Première étape et pas la moindre : démarcher les sociétés afin de trouver des missions et des financements. Ce sont ces tâches qui aideront à élaborer l’itinéraire du voyage. Dans le même temps, l’équipe approfondit ses connaissances en matière d’environnement avec la réalisation d’un guide sur le développement durable distribué dans les collèges et lycées de la région, tout en se formant auprès de cabinets comme KPMG et Deloitte.

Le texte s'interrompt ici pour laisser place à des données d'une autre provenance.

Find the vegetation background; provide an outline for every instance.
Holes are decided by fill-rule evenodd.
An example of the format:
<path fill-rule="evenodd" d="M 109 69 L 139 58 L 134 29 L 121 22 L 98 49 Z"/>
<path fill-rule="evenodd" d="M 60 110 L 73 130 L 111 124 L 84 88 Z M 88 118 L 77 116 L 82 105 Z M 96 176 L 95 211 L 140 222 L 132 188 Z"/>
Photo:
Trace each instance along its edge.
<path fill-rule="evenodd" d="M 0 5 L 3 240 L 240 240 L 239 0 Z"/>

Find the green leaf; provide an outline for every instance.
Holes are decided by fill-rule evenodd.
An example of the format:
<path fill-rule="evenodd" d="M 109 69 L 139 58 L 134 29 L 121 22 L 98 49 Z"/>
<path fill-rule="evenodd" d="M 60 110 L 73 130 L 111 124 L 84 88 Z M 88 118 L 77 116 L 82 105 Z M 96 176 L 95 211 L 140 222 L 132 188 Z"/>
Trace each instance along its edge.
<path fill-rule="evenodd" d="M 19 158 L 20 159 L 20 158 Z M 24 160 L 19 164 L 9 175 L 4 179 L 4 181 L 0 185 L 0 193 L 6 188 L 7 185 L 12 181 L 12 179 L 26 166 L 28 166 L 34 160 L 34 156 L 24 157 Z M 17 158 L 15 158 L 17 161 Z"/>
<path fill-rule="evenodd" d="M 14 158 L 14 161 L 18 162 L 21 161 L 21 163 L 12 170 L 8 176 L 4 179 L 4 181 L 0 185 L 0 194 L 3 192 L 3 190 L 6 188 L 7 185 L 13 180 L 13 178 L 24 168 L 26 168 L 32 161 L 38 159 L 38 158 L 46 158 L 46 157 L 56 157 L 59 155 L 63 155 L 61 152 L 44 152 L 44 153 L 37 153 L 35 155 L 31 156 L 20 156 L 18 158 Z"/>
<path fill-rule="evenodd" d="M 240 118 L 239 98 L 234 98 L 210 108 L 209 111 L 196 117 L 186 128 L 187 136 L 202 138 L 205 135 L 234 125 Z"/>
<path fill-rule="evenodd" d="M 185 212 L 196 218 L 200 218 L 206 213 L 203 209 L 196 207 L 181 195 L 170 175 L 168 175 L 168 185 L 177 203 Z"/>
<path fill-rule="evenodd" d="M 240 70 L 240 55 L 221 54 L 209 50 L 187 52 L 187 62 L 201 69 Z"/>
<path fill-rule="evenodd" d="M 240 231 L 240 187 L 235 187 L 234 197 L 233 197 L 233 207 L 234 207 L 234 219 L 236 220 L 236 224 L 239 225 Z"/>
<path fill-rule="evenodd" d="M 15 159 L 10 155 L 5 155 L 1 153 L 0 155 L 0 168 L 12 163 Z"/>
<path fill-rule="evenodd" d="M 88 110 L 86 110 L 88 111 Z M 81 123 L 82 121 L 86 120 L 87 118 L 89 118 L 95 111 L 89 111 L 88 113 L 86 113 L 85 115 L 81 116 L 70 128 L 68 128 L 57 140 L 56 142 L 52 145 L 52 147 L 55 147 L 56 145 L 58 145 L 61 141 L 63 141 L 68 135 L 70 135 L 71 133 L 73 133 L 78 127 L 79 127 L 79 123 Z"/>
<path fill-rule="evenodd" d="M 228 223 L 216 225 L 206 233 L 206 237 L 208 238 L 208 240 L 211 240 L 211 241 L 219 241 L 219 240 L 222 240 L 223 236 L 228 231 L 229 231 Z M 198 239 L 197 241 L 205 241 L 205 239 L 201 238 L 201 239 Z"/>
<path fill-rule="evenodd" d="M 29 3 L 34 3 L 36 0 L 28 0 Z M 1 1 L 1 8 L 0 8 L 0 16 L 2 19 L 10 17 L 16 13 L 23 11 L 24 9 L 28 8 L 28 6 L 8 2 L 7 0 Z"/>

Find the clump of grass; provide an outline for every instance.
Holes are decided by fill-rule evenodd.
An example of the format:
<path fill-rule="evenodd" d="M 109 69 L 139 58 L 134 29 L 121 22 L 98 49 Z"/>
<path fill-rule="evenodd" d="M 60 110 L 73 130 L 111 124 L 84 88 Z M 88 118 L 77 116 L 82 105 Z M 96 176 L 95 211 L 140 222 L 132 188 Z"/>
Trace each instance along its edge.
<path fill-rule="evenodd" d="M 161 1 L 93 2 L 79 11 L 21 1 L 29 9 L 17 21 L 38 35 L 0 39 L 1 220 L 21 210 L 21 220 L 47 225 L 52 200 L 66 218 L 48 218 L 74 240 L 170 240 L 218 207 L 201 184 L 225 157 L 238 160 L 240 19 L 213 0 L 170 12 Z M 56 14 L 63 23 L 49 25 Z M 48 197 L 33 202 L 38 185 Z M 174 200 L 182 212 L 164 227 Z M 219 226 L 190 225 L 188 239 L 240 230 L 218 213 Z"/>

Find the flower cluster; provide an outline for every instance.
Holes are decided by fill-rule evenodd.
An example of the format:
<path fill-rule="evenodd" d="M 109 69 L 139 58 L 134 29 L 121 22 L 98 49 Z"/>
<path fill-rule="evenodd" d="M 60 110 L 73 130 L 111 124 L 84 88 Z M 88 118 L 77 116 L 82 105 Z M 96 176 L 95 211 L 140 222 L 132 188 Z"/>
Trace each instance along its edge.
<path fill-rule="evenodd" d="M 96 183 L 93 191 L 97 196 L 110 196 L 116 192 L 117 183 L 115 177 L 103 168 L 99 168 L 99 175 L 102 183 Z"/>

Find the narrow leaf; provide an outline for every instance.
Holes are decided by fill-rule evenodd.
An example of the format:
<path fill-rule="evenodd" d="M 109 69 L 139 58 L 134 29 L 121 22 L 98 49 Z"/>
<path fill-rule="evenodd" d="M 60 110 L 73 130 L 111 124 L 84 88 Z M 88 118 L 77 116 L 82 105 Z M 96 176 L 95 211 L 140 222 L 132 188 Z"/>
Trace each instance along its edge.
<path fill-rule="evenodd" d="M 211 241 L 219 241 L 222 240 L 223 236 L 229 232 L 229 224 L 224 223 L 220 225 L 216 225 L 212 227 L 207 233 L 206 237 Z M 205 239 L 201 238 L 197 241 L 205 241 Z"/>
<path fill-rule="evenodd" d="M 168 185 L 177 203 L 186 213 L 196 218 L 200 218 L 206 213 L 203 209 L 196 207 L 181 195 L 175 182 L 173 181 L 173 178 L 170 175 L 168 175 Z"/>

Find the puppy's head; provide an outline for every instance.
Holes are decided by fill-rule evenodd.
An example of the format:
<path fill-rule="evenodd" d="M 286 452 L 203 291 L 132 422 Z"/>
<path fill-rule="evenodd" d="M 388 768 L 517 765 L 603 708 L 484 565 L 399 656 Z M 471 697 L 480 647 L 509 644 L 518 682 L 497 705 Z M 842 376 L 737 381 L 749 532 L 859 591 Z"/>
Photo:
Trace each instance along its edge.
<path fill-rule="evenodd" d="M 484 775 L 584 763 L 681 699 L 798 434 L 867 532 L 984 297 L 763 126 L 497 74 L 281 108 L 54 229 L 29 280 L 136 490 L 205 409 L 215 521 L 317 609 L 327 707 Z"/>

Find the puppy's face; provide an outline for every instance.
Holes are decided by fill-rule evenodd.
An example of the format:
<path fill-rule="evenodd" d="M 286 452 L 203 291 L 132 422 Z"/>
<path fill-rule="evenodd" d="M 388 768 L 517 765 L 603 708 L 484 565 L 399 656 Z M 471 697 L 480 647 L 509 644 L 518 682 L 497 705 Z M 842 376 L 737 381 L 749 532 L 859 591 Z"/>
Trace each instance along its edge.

Une seule mission sera refusée, Madagascar n’étant pas compris dans le billet « tour du monde » des étudiants !
Sur place, il faut d’abord apprendre à gérer le quotidien. « Nous avons vécu neuf mois avec un sac à dos, se souvient Johan. Les besoins sont réduits à l’essentiel : se nourrir, se véhiculer. Il m’a suffit de trois jours pour m’adapter. » Côté boulot, l’équipe n’est pas confrontée à des difficultés techniques majeures. Ainsi, parmi les missions accomplies, un audit sur un fournisseur de sucre pour AlterEco au Costa-Rica. L’équipe va au-devant des producteurs, interroge les gens sur leurs conditions de vie…
Un rapport de travail
« L’intérêt de ce voyage était de rencontrer les acteurs locaux de l’économie solidaire, remarque Caroline, troisième comparse. Avoir un rapport de travail avec les gens change complètement la manière d’aborder le pays. De même, on n’arrive pas comme un touriste ou un colon mais comme quelqu’un qui vient aider au développement. » « Nos contacts étaient d’autant plus intéressés qu’il y a parfois eu un échange, complète Johan. Par exemple, certains ne calculaient pas leur chiffre d’affaires, nous leur avons appris des rudiments de comptabilité. » Les bémols sont peu nombreux. « Il y a parfois eu des tensions, explique Caroline. Ce secteur n’étant pas parfait, la presse a pu dénoncer des pratiques jugées non constructives et nous avons été accueillis avec méfiance par certaines structures. »
L’expérience en tout cas leur a plu. Reconnue comme un stage dans le cadre de l’année de césure de l’Edhec, elle est venue enrichir leur CV. Et a créé, pour tous, des affinités professionnelles et personnelles avec le monde du développement durable. Claire est en stage à l’Agence française de développement, Caroline vient de partir pour trois ans à Madagascar avec Planète finance… La boucle est bouclée.